With Swiggy preparing to close bids for its $1.4 billion IPO—India’s second-largest this year—these findings cast a shadow over the food delivery giant’s market debut. The CCI case, listed as an “internal risk” in Swiggy’s IPO prospectus, highlights the potential for substantial monetary penalties if Swiggy is found in breach of the Competition Act. Swiggy informed CCI investigators that its previous “Swiggy Exclusive” program was phased out in 2023, though it reportedly plans to launch a similar initiative, Swiggy Grow, targeting non-metropolitan areas.

Shares of Zomato, which listed in 2021 and now holds a valuation of about $27 billion, fell by three percent following news of the CCI findings. Swiggy, meanwhile, has placed itself at $11.3 billion ahead of its IPO.

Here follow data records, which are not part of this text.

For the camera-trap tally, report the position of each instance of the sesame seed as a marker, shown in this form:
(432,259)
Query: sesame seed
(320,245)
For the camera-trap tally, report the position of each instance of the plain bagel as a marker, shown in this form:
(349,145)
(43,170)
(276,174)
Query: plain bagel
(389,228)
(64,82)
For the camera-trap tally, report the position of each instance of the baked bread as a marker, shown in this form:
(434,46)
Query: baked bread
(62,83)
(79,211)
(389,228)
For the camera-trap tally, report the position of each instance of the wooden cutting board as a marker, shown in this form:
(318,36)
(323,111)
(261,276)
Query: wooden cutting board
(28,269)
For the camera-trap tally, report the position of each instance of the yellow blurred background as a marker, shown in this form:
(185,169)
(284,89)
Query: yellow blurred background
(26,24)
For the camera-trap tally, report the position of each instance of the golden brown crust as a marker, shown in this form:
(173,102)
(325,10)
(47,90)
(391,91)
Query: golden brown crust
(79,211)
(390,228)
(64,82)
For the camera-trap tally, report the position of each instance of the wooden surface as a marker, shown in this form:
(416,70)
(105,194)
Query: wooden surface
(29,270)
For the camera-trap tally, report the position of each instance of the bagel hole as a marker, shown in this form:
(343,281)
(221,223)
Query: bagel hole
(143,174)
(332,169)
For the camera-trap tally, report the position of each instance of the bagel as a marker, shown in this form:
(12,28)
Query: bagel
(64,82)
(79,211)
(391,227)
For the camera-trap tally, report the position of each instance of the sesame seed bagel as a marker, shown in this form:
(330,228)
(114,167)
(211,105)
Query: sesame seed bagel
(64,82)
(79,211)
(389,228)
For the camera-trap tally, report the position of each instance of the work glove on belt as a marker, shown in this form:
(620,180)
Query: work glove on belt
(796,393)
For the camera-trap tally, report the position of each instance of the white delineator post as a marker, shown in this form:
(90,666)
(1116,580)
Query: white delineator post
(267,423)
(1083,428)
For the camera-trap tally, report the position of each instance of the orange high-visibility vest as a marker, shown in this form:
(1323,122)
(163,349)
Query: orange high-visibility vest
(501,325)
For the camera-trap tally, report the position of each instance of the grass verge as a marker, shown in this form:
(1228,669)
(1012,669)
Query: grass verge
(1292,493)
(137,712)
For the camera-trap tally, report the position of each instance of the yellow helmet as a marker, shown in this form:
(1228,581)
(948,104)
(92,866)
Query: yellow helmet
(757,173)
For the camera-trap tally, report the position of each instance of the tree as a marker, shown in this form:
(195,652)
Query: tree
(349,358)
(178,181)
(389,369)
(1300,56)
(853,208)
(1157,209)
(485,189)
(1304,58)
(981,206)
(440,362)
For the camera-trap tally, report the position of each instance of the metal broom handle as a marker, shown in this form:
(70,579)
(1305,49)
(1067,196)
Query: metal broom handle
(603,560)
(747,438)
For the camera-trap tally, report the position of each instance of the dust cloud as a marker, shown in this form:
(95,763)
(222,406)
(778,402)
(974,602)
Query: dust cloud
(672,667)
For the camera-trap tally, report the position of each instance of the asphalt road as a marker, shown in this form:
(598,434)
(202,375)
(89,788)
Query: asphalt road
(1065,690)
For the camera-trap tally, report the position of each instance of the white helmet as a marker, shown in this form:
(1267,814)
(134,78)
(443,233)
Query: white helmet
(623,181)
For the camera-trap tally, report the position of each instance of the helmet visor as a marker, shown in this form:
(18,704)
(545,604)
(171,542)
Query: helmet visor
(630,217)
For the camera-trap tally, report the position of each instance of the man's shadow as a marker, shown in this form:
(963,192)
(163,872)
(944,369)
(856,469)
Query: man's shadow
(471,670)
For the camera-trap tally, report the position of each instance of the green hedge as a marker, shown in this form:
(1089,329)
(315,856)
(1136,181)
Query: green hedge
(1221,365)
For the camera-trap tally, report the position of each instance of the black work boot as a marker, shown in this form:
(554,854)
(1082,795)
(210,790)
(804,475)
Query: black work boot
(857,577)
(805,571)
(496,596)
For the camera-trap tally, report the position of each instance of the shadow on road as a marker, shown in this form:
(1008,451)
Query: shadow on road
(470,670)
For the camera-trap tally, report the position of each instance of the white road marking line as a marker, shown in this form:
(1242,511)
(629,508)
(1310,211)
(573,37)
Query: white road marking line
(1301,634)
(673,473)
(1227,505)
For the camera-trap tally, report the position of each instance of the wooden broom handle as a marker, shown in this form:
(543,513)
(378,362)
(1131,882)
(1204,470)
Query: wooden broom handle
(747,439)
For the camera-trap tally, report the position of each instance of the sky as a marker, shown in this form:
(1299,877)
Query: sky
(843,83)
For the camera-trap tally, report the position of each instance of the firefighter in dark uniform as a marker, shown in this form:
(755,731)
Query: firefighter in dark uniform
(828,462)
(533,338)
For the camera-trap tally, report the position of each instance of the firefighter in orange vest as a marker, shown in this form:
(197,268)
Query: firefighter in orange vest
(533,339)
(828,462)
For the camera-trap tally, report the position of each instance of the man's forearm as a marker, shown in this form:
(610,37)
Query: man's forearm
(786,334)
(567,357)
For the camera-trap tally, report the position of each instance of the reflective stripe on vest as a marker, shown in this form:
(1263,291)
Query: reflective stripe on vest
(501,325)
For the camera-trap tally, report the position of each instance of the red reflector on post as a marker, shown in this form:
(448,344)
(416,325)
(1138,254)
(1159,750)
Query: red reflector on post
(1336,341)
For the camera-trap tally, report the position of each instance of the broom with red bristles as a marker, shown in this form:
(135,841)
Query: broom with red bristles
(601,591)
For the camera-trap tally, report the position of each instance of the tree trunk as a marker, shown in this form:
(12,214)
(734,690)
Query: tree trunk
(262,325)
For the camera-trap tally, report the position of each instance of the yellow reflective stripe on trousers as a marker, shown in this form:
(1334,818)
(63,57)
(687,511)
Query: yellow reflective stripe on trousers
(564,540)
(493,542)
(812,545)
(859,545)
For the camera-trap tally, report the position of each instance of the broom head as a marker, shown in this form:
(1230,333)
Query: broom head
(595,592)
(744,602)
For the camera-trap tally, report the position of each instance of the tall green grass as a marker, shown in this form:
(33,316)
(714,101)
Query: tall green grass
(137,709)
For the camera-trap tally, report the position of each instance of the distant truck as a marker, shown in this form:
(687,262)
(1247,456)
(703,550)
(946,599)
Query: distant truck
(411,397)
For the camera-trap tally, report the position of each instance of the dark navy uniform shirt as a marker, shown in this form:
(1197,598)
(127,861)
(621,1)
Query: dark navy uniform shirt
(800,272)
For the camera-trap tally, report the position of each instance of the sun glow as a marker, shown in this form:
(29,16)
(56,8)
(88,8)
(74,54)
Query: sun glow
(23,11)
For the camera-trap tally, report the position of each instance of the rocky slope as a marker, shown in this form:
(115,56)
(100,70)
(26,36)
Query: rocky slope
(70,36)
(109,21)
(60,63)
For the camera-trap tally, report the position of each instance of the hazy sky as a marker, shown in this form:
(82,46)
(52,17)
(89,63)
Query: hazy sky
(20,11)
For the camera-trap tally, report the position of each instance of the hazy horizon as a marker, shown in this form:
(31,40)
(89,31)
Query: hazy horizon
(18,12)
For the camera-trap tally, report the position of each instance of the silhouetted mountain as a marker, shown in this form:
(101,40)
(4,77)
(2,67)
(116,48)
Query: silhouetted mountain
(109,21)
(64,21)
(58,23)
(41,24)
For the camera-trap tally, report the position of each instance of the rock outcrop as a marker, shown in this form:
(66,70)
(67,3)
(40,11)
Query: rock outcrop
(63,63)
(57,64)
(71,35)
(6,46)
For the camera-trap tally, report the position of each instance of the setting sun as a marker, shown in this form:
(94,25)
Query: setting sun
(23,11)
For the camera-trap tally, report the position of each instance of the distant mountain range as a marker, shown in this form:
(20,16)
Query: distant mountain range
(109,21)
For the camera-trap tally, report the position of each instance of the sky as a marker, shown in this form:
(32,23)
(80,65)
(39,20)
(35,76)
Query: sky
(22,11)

Future of India’s Food Delivery Market

Both Zomato and Swiggy have redefined food ordering in India, driving growth in the food delivery market with their expansive reach. Yet, as they diversify into quick commerce—promising grocery delivery in under 10 minutes—the companies face fresh challenges. India’s largest retail distributor group recently petitioned the CCI to investigate alleged predatory pricing by Swiggy, Zomato, and newcomer Zepto in the quick commerce sector.

Next Steps for CCI and the Companies

The final stage of the CCI’s case will see the Commission’s leadership review the investigation’s findings and decide on potential penalties or directives to alter Zomato’s and Swiggy’s business practices. A decision is anticipated in the coming weeks, but both companies retain the option to contest the CCI’s findings.